Anthropologists thrill to discover a cargo cult, isolated tribes who, upon discovering that the modern world exists, attempt to lure the sky-gods to their island by building decoy planes out of reeds. Cineastes get that tingle from finding a cargo cult’s film equivalent, a truly outsider movie made by a lone auteur who, like the natives, has no understanding of the gears and switches that make a thing work.
These movies are never good, yet the effort is astonishing. Director/writer/producer/composer/production designer/editor John Rad moved from Iran to California in 1979 to make the brutal biker flick Dangerous Men. It took him over twenty years, and when the film finally paid its way into theaters in 2005, no one went. Two years later, Rad died of a heart attack at 70 years old.
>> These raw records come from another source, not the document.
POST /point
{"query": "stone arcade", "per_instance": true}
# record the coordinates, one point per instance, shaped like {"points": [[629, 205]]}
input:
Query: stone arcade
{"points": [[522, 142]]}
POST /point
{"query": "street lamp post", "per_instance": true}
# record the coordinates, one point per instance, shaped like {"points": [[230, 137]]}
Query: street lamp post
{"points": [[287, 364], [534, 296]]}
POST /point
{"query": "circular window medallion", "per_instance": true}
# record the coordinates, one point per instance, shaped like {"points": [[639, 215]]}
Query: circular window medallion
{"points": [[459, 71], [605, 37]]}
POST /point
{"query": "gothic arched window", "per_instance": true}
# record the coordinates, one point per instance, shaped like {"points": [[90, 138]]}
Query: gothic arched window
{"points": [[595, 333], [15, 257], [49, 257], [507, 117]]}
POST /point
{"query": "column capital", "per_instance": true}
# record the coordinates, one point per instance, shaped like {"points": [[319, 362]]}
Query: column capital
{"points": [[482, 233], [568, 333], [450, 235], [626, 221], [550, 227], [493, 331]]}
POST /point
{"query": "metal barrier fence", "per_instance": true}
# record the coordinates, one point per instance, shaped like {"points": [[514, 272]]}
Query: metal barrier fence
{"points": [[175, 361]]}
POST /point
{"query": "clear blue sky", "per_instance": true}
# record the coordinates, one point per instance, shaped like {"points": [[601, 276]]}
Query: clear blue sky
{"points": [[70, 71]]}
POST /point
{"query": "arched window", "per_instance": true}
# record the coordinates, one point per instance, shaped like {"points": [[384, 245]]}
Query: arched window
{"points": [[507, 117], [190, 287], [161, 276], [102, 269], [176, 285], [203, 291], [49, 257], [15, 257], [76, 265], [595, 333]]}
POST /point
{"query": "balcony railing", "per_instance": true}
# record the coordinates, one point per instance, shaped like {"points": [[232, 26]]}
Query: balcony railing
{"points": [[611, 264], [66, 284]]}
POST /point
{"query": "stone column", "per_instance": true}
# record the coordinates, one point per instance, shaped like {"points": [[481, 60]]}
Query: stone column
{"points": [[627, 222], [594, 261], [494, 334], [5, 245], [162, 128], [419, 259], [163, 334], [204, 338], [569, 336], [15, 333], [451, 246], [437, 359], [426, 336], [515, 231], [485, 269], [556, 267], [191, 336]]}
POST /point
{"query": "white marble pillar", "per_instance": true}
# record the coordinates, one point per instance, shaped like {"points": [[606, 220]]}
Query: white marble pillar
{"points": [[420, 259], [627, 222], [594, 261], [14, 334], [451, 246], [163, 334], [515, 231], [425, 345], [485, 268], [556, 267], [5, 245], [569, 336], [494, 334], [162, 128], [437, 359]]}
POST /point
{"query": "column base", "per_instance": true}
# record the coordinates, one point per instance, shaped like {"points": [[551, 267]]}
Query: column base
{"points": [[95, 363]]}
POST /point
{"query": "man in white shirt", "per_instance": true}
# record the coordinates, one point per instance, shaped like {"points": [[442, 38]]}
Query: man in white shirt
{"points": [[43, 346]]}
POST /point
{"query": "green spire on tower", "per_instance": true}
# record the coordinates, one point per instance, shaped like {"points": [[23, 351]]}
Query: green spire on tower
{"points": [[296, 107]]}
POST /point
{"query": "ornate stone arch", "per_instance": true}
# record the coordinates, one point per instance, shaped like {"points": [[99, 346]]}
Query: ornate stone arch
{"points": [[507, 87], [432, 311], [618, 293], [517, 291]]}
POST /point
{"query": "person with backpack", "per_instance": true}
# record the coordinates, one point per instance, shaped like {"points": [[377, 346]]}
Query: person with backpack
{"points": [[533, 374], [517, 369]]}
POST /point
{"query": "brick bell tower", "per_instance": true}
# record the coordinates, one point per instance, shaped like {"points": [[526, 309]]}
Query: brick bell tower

The movie he left behind is a bizarre proof of Eisenstein’s Theory of Montage. We’re anxious to assemble these truncated kisses, screams, and stabbings into a plot, even though the actors don’t even breathe believably. This thriller about a shell-shocked sweetheart who avenges herself on rapists after thugs murder her man is a fascinating replicant of a real film. Regardless of what’s onscreen, the score is Eighties slap-bass. Men seduce ladies by chowing on their legs like an ear of corn, and in a romantic flashback, a girl crawls toward her fiancé and meows.
Yet to Rad, Dangerous Men was a life’s work, and to sit through it feels like honoring the dreamers of the world who at least get shit done. Is it terrible? Of course. Is there belly-dancing? Duh.